I understand that artists are mainly focused on AI tools, but since an AI tool in many ways functions like a human (see publicly available data and learns from it), these lawsuits could affect human artists too.

And like I said earlier, the small artists who are worried that big companies might use AI tools instead of recruiting them are completely missing the mark with these lawsuits, because the big companies will be able to afford to buy and train on their own datasets. Disney have no problem getting the legal right to train their future AI on whichever data they want. These lawsuits will only harm individuals and small companies by making it harder for them to match the AI capabilities of big companies.

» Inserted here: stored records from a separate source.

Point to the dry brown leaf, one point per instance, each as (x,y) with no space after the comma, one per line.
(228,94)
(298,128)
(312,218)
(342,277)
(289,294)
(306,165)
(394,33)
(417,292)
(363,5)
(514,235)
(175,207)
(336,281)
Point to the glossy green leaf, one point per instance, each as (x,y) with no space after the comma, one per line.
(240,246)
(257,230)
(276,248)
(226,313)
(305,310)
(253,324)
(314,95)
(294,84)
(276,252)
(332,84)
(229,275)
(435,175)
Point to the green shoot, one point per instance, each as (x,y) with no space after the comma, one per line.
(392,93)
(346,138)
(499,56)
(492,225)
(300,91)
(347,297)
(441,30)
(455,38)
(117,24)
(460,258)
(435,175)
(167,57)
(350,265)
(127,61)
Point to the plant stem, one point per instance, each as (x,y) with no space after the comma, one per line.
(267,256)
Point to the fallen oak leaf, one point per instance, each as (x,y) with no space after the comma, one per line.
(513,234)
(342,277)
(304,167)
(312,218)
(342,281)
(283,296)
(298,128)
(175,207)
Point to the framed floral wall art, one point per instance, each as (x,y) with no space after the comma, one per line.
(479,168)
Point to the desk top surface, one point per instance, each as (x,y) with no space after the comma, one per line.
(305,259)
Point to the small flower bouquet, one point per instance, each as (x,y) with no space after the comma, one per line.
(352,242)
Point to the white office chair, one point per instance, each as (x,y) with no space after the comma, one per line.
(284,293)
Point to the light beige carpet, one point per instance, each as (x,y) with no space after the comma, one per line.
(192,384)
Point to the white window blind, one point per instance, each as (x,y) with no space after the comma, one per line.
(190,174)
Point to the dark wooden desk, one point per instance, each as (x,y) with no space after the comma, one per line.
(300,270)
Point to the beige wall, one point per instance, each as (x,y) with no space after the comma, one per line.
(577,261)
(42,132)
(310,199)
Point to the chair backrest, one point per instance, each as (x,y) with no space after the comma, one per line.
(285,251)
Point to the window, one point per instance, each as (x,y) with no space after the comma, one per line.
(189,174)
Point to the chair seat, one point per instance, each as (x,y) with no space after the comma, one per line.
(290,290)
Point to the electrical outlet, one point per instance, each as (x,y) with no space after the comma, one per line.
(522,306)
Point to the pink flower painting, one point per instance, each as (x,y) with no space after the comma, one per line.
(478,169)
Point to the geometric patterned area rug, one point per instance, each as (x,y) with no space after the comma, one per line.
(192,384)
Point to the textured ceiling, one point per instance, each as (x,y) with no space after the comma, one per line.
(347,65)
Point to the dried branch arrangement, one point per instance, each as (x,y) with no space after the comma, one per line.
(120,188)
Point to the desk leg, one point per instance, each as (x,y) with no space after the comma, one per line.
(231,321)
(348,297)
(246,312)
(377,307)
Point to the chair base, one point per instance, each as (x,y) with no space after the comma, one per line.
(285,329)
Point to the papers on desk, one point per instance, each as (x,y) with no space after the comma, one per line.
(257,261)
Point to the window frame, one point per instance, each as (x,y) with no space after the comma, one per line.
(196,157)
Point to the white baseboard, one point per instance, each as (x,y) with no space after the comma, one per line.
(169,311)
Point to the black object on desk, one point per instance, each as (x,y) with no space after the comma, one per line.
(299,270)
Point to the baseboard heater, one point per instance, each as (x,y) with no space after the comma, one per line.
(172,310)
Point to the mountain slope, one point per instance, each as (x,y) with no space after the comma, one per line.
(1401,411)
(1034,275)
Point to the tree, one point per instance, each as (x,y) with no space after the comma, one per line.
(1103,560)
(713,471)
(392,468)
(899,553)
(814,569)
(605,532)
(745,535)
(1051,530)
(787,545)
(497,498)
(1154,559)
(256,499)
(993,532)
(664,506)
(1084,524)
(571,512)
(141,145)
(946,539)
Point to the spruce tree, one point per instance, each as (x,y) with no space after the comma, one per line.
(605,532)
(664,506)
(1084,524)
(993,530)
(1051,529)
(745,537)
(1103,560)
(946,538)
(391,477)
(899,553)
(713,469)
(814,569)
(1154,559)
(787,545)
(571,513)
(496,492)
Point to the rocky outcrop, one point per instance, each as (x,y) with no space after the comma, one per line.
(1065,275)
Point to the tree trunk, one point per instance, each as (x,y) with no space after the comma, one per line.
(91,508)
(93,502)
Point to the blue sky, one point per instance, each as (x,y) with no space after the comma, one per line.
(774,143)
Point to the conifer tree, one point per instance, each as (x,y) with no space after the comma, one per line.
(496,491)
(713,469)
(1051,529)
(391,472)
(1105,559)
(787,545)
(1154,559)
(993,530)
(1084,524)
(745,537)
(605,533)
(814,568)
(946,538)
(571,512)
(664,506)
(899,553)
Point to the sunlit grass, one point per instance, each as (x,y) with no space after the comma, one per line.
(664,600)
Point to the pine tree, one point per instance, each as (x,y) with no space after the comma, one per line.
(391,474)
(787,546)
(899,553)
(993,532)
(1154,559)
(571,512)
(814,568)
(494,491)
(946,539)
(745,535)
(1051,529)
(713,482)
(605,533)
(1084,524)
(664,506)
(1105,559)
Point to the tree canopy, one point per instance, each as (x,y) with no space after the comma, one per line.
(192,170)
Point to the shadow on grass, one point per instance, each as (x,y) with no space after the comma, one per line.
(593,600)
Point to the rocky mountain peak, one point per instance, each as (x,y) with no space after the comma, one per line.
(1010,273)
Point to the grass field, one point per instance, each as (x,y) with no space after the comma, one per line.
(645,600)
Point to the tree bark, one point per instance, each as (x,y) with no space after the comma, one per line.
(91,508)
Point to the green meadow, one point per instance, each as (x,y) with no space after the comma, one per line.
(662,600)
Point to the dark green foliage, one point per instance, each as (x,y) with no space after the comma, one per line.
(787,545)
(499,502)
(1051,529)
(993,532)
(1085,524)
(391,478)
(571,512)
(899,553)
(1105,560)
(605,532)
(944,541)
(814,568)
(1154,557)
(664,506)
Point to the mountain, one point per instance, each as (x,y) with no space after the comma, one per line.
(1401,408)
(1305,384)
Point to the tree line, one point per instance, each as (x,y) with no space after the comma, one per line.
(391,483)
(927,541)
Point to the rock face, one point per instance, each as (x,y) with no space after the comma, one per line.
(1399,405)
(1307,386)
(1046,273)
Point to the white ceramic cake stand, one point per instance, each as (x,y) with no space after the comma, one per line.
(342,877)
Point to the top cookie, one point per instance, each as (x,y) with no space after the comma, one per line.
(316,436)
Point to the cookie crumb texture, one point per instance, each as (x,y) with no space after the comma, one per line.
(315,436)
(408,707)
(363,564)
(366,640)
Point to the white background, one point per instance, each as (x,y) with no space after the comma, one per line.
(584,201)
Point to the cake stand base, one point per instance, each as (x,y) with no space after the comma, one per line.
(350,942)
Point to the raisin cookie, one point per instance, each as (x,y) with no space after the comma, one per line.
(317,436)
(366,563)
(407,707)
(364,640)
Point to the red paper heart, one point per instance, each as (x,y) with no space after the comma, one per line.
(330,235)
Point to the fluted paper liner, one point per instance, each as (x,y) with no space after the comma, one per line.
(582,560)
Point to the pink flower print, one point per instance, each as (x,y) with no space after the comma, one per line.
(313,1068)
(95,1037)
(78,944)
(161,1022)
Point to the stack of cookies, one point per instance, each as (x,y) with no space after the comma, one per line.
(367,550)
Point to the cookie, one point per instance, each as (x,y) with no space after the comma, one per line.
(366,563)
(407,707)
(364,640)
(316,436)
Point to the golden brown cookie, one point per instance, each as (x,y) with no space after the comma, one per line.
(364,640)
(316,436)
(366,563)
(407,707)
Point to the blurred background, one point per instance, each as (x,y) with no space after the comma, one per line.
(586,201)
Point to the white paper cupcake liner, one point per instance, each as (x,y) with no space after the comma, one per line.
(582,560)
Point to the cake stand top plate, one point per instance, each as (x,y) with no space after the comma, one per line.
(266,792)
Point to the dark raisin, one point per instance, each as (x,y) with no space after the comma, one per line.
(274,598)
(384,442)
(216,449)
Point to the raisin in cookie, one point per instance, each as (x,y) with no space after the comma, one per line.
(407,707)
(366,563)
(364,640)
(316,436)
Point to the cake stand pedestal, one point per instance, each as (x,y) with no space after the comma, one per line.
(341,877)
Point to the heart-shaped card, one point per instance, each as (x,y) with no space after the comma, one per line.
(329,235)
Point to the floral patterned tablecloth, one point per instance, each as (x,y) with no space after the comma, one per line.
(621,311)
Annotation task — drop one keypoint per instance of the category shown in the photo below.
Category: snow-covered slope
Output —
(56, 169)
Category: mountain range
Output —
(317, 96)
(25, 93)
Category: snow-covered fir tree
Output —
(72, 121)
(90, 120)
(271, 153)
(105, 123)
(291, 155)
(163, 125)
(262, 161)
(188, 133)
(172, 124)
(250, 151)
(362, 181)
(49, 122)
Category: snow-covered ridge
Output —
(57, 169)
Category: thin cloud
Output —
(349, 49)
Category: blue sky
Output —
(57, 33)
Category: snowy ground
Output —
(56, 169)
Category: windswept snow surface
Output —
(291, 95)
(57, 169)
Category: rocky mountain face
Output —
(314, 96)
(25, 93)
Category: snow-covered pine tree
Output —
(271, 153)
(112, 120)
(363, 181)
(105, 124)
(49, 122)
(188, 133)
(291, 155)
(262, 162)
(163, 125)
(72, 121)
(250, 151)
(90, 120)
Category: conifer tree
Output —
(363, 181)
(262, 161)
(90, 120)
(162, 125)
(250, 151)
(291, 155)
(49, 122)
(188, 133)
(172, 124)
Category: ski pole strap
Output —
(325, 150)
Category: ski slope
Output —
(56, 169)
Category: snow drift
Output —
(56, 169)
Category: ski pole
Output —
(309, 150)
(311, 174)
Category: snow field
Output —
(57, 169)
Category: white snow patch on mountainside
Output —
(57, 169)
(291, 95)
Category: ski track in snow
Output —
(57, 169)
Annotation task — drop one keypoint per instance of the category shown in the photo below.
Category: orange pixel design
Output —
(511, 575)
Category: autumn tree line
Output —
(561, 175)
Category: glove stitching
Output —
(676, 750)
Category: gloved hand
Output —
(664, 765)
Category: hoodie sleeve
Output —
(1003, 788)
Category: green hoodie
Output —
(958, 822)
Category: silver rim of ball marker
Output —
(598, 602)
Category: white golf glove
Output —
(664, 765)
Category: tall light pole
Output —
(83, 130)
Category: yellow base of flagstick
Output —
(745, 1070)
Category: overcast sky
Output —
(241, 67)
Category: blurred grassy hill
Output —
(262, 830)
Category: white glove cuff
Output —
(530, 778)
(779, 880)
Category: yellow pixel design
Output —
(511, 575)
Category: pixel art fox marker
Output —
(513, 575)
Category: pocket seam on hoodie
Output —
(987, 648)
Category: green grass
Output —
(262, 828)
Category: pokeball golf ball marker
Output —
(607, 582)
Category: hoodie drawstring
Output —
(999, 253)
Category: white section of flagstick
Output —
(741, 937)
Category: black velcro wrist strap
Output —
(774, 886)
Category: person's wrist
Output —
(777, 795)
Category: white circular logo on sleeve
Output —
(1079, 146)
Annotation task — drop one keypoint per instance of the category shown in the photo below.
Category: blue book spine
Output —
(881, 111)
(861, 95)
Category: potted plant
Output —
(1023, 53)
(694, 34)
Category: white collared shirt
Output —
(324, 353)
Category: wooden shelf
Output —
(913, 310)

It is my firm belief that these tools have to be as open and free to use by anyone as possible, in order to ensure that massive companies don't get an even bigger advantage over everyone else. At the end of the day, the big companies currently suing companies like StabilityAI are doing so for their own personal gains. Getty images don't want people to be able to generate their own "stock images" because that's their entire business. Disney doesn't want the average Joe to be able to recreate their characters and movies with ease. They want to keep that ability to themselves.

LAwLzaWU1A t1_j5p7pc7 wrote on January 24, 2023 at 4:41 PM

Reply to comment by natepriv22 in CNET's AI Journalist Appears to Have Committed Extensive Plagiarism by iingot

Making it illegal to use pictures for learning, even if publicly available, is exactly what the lawsuits are about, and a huge portion of people (mainly artists who have had their art used for learning) support this idea.

It's in my opinion very stupid, but that's what a lot of people are asking for without even realizing the consequences if such a system was put in place (not that it can be to begin with).

LAwLzaWU1A t1_j5nns9q wrote on January 24, 2023 at 7:42 AM

Reply to comment by Mgrecord in CNET's AI Journalist Appears to Have Committed Extensive Plagiarism by iingot

Also worth pointing out that it's done by an organization that represent companies like Disney.

My guess is that massive companies like Disney are very interested in setting precedence that if their pictures are used for learning, they deserve payment. They will have their own datasets to train their AI on anyway, so they will still be able to use it.

These types of lawsuits will only serve to harm individuals and small companies, while giving massive companies a big advantage.